Your final lines should look like this, btw :
if (iFileId2 >= 0)
{
pDesfFile = fdopen(iFileId2, "w+");
size_t f = fwrite (buffer , 1, sizeof(buffer),pDesfFile ); //<-- the f returns me 4
fclose (pDesfFile);
}
Since you currently write the file regardless of whether or not the fdopen after the O_CREAT succeeded. You also do the same thing at the top, you process the read (and the write) regardless of the success of the fdopen of the RDONLY file :(
You are using a mixture of C and C++. That is confusing.
The sizeof operator does not do what you expect it to do.
Looks like #PJL and #jschroedl found the real problem, but also in general:
Documentation for fwrite states:
fwrite returns the number of full items actually written, which may be less than count if an error occurs. Also, if an error occurs, the file-position indicator cannot be determined.
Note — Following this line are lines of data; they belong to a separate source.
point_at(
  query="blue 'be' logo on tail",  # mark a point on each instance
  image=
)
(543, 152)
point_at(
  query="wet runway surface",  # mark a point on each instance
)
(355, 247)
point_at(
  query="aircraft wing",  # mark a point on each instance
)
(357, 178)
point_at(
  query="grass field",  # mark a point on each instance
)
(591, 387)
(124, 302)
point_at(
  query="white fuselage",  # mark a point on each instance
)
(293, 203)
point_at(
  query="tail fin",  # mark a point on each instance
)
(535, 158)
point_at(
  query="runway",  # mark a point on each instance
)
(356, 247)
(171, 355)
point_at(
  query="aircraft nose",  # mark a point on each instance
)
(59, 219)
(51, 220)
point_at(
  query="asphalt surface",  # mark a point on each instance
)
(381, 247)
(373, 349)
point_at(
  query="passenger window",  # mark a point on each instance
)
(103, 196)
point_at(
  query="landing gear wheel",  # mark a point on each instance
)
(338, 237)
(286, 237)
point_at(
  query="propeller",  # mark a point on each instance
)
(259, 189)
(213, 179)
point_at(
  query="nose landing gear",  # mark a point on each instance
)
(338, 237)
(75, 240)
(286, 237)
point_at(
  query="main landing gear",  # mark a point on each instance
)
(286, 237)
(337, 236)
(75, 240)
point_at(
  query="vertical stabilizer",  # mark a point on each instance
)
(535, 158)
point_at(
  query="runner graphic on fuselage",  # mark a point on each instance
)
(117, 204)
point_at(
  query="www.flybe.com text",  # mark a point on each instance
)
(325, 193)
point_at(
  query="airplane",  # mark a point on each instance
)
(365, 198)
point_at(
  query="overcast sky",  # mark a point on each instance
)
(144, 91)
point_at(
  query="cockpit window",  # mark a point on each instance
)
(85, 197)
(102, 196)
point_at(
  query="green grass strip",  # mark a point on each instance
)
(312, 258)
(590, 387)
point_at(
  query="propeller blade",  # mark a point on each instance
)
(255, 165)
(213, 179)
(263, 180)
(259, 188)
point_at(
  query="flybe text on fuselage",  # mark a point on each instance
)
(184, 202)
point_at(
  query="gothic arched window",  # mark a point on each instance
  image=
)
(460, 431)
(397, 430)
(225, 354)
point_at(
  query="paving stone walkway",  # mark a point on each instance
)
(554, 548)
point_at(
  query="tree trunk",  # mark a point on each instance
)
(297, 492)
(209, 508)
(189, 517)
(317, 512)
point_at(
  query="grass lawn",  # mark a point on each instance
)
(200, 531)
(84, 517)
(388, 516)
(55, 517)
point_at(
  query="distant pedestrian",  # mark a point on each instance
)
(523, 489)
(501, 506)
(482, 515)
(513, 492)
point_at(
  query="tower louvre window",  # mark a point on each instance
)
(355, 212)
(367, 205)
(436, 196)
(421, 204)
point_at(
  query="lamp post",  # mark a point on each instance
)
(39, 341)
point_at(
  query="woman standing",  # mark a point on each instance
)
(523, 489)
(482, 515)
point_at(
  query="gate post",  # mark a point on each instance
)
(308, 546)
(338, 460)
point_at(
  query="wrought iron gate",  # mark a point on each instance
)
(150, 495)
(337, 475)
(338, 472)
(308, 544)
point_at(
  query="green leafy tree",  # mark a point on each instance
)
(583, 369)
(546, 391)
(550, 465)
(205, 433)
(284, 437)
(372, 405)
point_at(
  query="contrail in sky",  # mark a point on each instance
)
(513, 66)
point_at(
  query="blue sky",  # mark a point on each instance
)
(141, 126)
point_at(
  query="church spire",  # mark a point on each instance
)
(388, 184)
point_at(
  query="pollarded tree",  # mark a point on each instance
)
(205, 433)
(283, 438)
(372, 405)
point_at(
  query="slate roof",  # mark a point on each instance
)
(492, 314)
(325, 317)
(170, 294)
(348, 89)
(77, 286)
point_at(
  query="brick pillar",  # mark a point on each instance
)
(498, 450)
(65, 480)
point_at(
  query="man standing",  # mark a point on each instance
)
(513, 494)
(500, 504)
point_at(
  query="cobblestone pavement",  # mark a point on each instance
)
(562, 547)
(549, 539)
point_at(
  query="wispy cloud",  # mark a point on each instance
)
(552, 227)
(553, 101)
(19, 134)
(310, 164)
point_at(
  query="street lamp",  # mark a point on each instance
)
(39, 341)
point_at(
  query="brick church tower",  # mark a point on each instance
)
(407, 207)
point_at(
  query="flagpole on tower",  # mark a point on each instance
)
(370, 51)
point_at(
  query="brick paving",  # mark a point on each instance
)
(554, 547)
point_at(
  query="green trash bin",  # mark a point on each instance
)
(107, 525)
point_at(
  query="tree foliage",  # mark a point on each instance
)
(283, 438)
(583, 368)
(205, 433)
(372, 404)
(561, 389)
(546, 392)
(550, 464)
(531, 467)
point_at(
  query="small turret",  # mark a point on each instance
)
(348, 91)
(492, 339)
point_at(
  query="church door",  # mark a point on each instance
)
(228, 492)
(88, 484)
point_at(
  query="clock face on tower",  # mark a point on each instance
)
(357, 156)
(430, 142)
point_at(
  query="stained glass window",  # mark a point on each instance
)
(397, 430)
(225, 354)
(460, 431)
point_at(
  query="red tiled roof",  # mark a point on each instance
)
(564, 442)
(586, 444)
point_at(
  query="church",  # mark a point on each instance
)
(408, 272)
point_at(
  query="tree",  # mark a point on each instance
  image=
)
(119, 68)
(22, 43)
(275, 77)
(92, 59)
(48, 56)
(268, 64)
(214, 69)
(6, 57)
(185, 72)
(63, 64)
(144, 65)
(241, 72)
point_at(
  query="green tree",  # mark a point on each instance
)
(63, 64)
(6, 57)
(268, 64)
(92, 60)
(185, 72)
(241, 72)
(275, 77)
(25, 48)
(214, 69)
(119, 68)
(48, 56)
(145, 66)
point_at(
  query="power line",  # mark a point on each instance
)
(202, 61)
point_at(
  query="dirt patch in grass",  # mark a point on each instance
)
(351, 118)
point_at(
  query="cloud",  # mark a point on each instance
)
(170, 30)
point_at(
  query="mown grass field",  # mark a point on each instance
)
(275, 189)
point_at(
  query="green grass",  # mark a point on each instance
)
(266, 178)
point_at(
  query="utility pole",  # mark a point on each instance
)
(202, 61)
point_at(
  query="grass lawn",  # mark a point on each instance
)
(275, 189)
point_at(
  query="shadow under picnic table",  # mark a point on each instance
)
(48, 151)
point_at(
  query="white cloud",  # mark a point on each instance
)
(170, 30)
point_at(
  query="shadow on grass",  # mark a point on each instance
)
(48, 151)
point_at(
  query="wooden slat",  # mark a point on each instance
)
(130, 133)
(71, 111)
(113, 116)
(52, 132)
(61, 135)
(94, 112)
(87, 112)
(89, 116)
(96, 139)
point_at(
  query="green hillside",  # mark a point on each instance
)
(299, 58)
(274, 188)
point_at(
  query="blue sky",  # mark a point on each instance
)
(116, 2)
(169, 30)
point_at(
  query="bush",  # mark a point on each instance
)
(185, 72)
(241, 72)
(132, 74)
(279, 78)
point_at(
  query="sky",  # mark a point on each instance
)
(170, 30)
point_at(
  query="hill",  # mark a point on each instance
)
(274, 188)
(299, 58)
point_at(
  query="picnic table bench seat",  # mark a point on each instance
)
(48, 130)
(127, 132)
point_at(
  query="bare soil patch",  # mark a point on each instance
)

So if the return value is less than the count passed, use ferror to find out what happened.
The ferror routine (implemented both as a function and as a macro) tests for a reading or writing error on the file associated with stream. If an error has occurred, the error indicator for the stream remains set until the stream is closed or rewound, or until clearerr is called against it.